Dr. Raskin offered guidance on managing bone bleeding, which may be encountered especially in oncologic cases. “For instance, if you are broaching a femur for an implant in a myeloma patient, that bone will bleed a lot,” he said. “But usually, once you place the implant, it will tamponade and stop. Cement will also tamponade bleeding, and oftentimes, reducing the fracture helps.” He offered “tricks” to use that include use of methacrylate and hydrogen peroxide—“especially peroxide-soaked lap sponges that gum up bleeding very nicely”—as well as “cigars” of Gelfoam wrapped in Surgicel as “a way of jamming fiber” into the wound and packing it.

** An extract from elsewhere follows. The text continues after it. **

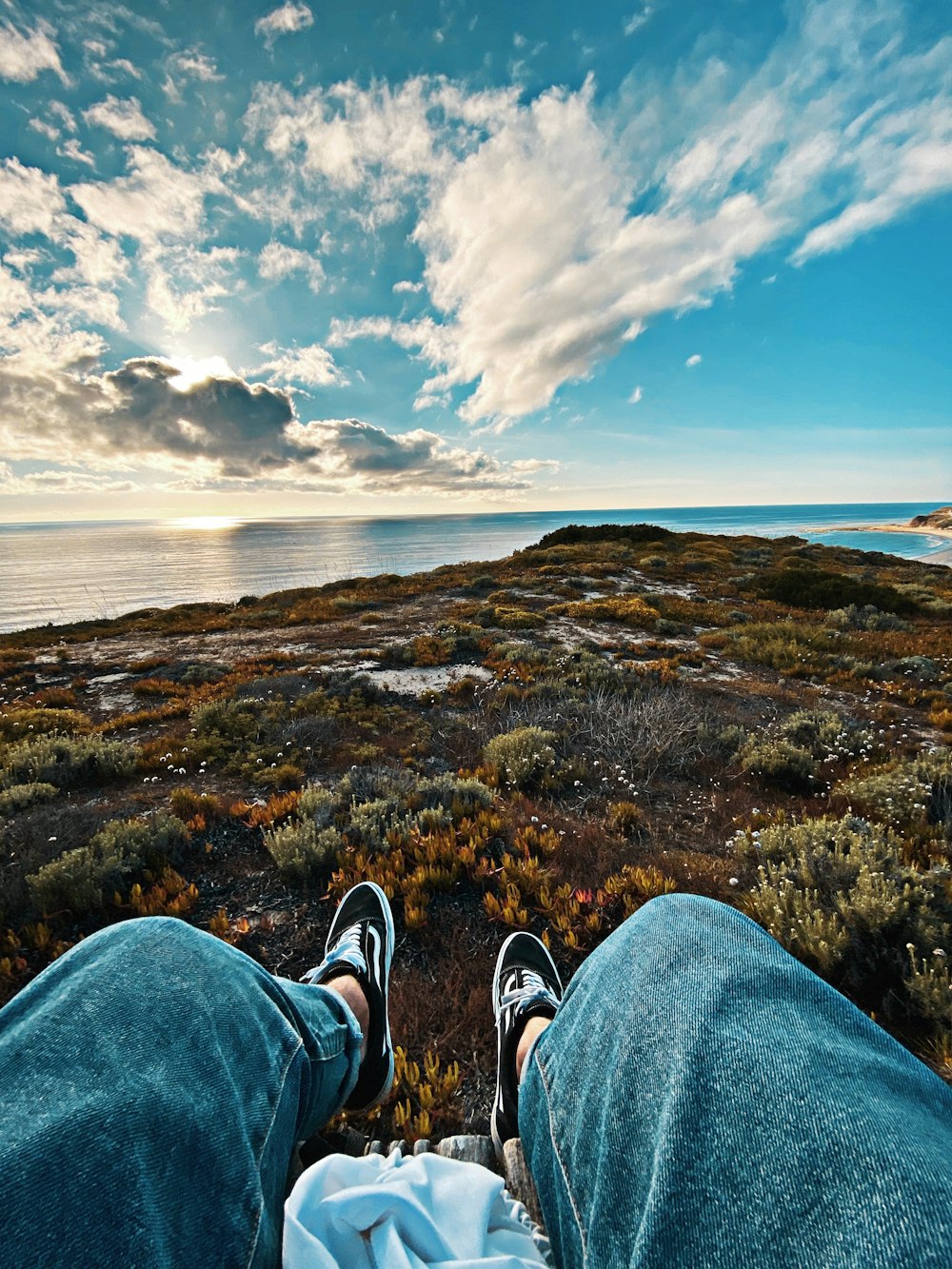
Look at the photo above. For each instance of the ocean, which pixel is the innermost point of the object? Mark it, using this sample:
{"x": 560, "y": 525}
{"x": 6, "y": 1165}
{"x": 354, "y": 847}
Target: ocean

Addressing the prospect of the “intraoperative code”—cardiac arrest—Dr. Raskin advised: “Be prepared; it shouldn’t be a surprise.” With at-risk patients, such as the older patient undergoing joint arthroplasty, Dr. Raskin said he would take care to have an iodine-impregnated incision drape (Ioban) at the ready in the OR, so that if a code event occurs, immediately the procedure is halted, the wound is packed, the patient is draped, and cardiopulmonary resuscitation is undertaken. “The wound is the wound, the implant is the implant,” Dr. Raskin said. “You can solve that [implant] problem in the future.”